Toloka social at NeurIPS 2022. From old biases to new opportunities: Annotator empowerment and data excellence
In recent years, we observe a sharp increase in the popularity of different artificial intelligence (AI) systems impacting people's lives, from face recognition in the streets to text-to-image generation systems like DALL-E helping people produce visual content. These systems are trained on data and these data might be biased, resulting in the amplification of the biases. Regardless of the dataset size, it usually contains biases, both selection biases (due to the sampling from a skewed distribution) and annotator biases (e.g., personal biases, confusion of observations, etc).
Because of the latter, gold standard datasets are often difficult to obtain. How do we find ground-truth datasets backed by experts that can eliminate ambiguity and disagreement among annotators? Additionally, while a dataset may be free of any annotator subjectivities, it may still be biased due to the dataset's lack of sampling diversity. When machine learning (ML) algorithms are trained on such biased datasets, the AI product may act in ways that are irresponsible, offensive, or even life-threatening.
We'd like to welcome NeurIPS attendees to join our social and discuss how to build ML systems immune to biases, obtain representative datasets, and resolve disagreements among annotators in order to bring out high-quality AI products. Our goal is to bring together people from different backgrounds and hear various opinions on how imperfect AI systems impact people's lives and how the training data can be changed to improve the state of affairs.
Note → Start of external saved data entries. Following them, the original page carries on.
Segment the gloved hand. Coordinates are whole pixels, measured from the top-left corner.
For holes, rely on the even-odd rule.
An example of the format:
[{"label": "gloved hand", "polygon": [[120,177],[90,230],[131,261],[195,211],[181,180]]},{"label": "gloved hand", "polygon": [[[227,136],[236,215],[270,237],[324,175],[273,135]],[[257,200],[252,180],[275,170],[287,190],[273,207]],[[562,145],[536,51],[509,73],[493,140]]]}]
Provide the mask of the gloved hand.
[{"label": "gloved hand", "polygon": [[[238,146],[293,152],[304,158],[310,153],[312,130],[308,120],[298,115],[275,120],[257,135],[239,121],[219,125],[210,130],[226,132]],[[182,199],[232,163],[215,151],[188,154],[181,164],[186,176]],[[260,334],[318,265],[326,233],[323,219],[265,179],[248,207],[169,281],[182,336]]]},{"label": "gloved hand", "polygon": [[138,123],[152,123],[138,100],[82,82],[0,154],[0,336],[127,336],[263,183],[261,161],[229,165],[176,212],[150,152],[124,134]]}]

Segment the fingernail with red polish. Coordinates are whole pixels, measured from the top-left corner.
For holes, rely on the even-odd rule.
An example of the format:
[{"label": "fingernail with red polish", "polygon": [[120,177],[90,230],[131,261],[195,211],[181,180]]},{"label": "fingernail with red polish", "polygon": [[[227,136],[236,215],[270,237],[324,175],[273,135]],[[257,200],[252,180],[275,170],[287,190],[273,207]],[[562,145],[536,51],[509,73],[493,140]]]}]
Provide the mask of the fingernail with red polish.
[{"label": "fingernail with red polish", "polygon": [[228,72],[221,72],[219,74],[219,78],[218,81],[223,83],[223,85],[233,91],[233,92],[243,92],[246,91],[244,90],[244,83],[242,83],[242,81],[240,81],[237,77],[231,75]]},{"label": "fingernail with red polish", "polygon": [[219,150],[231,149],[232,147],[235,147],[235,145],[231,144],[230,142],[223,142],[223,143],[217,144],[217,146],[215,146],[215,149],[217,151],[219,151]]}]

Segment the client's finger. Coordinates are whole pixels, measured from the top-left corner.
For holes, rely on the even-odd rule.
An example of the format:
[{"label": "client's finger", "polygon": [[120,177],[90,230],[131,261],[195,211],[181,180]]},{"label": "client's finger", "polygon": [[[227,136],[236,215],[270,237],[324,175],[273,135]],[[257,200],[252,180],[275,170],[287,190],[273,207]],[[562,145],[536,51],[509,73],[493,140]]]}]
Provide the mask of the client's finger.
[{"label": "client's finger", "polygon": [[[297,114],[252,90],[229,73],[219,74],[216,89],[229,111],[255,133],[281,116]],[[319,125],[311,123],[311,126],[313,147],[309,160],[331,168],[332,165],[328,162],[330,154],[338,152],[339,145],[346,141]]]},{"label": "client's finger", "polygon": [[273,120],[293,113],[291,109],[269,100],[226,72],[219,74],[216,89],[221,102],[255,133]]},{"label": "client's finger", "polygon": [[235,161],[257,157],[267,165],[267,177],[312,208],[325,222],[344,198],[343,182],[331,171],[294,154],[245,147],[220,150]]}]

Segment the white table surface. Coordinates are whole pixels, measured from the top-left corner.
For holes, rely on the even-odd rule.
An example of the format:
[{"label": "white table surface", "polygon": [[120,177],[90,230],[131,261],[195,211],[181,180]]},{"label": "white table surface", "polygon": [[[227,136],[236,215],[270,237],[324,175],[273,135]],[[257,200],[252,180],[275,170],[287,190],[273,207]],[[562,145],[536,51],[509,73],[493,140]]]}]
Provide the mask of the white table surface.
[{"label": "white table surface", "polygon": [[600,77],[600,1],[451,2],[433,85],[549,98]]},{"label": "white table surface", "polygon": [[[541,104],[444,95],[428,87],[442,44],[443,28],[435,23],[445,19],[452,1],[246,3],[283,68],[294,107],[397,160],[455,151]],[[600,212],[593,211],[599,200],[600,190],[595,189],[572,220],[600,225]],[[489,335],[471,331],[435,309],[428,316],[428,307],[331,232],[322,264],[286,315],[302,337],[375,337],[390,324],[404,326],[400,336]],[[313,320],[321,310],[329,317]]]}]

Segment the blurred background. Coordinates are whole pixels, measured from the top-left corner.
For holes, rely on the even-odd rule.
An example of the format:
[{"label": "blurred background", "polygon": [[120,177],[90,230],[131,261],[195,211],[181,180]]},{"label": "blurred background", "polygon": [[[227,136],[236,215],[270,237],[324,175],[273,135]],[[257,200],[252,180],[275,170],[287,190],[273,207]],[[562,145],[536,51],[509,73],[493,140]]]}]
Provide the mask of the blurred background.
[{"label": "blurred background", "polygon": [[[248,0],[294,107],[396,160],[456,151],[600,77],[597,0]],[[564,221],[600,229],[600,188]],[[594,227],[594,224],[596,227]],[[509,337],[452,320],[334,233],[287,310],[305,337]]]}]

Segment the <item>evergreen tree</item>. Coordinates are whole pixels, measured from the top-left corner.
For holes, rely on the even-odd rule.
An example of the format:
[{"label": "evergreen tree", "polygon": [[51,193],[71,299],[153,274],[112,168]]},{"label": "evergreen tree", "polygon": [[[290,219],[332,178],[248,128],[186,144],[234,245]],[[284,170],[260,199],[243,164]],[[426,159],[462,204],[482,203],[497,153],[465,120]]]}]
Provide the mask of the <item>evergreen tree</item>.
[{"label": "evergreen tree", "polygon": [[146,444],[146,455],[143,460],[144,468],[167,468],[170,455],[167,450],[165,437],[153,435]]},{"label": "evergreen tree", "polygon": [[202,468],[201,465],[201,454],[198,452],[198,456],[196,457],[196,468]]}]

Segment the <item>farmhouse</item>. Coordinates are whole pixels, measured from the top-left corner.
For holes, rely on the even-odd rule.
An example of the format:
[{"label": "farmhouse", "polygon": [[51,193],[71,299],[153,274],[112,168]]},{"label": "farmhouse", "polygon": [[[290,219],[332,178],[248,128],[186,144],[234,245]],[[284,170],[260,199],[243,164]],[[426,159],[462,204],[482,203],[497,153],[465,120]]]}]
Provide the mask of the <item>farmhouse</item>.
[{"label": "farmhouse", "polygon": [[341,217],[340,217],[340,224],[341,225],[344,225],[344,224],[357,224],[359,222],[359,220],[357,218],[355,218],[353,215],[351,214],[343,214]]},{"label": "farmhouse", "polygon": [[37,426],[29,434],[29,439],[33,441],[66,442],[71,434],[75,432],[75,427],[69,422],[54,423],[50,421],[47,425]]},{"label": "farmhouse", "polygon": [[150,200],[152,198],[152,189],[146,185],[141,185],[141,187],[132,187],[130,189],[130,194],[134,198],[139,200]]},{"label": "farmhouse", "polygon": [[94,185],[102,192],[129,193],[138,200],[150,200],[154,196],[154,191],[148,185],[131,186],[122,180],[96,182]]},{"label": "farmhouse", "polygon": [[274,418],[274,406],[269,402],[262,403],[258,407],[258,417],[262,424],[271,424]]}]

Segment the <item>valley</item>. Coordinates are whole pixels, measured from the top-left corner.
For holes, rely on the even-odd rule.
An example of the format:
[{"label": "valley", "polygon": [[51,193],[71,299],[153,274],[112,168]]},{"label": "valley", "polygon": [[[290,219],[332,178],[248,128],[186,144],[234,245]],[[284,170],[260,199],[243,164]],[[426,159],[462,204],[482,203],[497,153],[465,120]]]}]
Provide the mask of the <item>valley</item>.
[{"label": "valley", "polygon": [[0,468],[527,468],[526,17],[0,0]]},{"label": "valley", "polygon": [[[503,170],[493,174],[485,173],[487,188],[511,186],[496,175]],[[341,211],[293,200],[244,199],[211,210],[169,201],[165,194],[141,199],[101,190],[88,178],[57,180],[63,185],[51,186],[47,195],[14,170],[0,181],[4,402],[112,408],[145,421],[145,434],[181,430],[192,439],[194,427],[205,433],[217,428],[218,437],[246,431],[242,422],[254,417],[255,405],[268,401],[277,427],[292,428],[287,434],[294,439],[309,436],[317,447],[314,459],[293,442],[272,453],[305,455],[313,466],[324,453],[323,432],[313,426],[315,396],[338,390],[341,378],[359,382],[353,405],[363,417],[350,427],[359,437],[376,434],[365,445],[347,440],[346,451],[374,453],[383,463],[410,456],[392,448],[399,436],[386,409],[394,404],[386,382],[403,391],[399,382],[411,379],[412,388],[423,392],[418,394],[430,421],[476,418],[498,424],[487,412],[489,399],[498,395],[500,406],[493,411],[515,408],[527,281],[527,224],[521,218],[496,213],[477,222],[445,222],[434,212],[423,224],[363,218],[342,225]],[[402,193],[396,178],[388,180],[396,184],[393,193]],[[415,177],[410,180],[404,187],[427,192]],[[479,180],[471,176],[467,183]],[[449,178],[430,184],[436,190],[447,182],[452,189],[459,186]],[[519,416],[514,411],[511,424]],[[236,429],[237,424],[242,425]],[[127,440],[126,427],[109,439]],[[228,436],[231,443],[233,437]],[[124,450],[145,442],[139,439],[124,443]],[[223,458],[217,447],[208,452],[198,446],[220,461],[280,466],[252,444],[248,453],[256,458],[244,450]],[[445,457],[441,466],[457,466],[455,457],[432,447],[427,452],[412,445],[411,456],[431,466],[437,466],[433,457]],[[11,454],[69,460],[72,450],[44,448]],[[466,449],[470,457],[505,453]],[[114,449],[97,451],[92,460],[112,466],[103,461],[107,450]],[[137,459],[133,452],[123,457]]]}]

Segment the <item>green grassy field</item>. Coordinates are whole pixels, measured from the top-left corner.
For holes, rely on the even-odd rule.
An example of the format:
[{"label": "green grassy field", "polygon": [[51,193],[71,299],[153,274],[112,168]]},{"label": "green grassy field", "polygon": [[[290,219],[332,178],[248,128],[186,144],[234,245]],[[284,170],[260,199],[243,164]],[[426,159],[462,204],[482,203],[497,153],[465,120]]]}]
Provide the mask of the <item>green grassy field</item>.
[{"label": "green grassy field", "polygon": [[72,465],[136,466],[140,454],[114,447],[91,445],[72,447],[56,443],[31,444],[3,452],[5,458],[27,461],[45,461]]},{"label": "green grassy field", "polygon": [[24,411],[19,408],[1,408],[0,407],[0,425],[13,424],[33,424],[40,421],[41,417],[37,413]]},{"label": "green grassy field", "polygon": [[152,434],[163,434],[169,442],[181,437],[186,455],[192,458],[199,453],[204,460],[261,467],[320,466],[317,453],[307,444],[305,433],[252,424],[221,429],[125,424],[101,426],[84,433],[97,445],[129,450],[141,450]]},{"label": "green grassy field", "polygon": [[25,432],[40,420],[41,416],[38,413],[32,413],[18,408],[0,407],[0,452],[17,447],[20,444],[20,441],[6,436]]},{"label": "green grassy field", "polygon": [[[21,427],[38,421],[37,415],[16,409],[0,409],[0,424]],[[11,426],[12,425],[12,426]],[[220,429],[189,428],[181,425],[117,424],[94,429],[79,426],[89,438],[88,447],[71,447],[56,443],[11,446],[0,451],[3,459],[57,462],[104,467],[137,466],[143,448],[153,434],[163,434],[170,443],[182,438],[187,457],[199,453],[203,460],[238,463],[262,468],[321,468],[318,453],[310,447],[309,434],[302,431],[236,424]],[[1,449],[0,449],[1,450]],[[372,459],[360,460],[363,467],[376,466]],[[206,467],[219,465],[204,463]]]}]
Toloka Social is an in-person two-part roundtable event with free snacks and beverages.
Location:
Room 394
New Orleans Ernest N. Morial Convention Center
900 Convention Center Blvd New Orleans, LA 70130
Date and time:
Wednesday, November 30, 2022
6:00 PM - 8:00 PM CST (UTC-06)
What lessons can we learn from biased and unfair AI systems, and how can we prevent these mistakes in the future?
How can we empower digital workers as we strive to reach our AI potential and obtain large-scale multiculturally diverse and unbiased data?
Data labeling + Social sciences: the spillovers. We'll talk about some common issues for the two fields, such as data quality and objectivity, performer selection, motivation, and biases, and how researchers and practitioners can enrich each other while tackling them.
How can we apply approaches from other disciplines to address weaknesses in AI systems caused by imperfect data?
How can the need for human-labeled data be channeled to help online annotators earn extra income in regions of the world where job opportunities are few and far between?
How do we obtain representative datasets and establish ground truth without inter-annotator agreement?